Sekitar dua bulan lalu, Mbak Aya memberi kabar bahwa kondisi Ibu kritis. Kabar itu menjadi pukulan telak bagiku yang berada ribuan kilometer jauhnya dari rumah. Kala itu Mas Fahri sedang ada banyak tanggungan pekerjaan dan mengatakan bahwa aku saja yang pulang ke Indonesia, sedangkan Mbak Aya telah lebih dahulu berada di Jakarta untuk menjaga Ibu.

Kurang dari dua minggu aku berada di Jakarta, menemani dan merawat Ibu setiap hari, namun aku tidak bisa berbuat apa-apa kala Yang Memberikan Nyawa telah mencabut apa yang telah Ia tiupkan pada makhkuknya. Detik itu pula waktu dan putaran bumi serasa terhenti. Sosok malaikat yang menjaga, merawat hingga membesarkan aku serta Mbak Aya telah meninggalkan kami untuk selamanya. Mas Fahri segera menyusul ke Indonesia ketika aku memberitahu kabar duka ini.

Mbak Aya menyuruhku kembali ke Avignon setelah masa cuti yang diambil Mas Fahri habis. Aku menolak untuk berangkat dan mengatakan ingin kembali tinggal di rumah selepas Ibu pergi. Mas Fahri yang mendengar aku menolak ke Avignon nampak murung, namun ia tak banyak bicara mengenai keputusanku itu.

Pasca cekcok cukup lama dengan Mbak Aya, akhirnya aku (terpaksa) mengikuti sarannya dengan keputusan akhir Mbak Aya akan tinggal di rumah setidaknya sampai 40 harian Ibu dan untuk selanjutnya ia akan kembali ke Jepang dan rencananya rumah akan dikontrakan untuk sementara waktu. Mbak Aya juga mengatakan selama di Indonesia ia akan mencari calon penyewa rumah yang tepat karena ia tak ingin sembarangan orang mengisi rumah keluarga ini.

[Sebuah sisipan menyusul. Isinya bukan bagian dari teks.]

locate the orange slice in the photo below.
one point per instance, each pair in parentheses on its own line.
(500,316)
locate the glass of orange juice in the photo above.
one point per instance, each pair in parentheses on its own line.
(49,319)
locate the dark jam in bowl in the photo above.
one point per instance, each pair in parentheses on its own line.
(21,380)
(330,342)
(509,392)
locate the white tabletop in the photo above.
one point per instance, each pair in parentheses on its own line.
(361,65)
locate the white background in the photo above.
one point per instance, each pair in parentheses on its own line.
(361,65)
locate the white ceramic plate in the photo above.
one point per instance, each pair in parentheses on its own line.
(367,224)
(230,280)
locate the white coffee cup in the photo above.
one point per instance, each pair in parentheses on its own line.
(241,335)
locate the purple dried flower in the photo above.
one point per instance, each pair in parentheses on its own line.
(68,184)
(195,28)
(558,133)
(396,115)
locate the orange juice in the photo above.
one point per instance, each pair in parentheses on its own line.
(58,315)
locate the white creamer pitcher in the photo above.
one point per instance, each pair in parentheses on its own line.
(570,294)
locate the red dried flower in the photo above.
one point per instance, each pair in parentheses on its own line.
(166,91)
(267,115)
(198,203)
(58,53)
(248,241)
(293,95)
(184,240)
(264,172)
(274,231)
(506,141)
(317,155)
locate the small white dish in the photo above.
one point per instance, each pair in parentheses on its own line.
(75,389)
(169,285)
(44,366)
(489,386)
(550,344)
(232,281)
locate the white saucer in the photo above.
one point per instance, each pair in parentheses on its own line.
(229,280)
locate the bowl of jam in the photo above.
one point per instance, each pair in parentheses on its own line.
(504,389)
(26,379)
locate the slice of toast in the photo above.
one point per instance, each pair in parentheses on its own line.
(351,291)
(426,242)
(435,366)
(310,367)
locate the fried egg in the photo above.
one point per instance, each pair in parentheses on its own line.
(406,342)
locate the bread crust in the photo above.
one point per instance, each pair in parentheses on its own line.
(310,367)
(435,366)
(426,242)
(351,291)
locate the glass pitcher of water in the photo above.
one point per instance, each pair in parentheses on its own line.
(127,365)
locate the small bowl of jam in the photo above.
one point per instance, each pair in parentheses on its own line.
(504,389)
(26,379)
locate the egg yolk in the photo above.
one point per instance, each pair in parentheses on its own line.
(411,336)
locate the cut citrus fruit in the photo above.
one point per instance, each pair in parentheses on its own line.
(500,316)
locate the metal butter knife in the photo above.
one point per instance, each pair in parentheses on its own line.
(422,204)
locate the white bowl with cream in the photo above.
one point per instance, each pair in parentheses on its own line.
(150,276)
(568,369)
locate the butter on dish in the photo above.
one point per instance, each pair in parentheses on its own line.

And here it goes, berada di balkon apartemen kecil ini dengan ginger tea dalam genggaman. Menikmati angin musim gugur yang menyeka rambutku lembut dan melihat orang-orang yang bergerak dinamis di Rue Viala.

Oh ya, berbicara mengenai hubunganku dengan Mas Fahri, sebelum kabar tentang Ibu menghampiri, Mas Fahri tampak semakin berusaha menjadi suami seutuhnya dan ia benar-benar mengusahakan kami menjadi pasangan suami-istri selayaknya.

Mungkin semua itu nampak normal dan justru terdengar baik bagi orang luar. Tapi bagiku, keadaan ini malah semakin terasa memburuk. Semakin dalam perasaan Mas Fahri yang kurasakan, maka akan semakin sulit pula hubungan ini untuk diselesaikan. Begitulah sekiranya.

Setelah berpulangnya Ibu ke hadapan Allah, pikiranku berkecamuk mengenai hal-hal lain yang berkaitan tentang Ibu dan pernikahanku. Bagaimana aku dan Mas Fahri bisa bersatu hingga kini, dan sekarang bagaimana aku menyudahi hubungan ini karena Mas Fahri dirasa telah benar-benar mencintaiku.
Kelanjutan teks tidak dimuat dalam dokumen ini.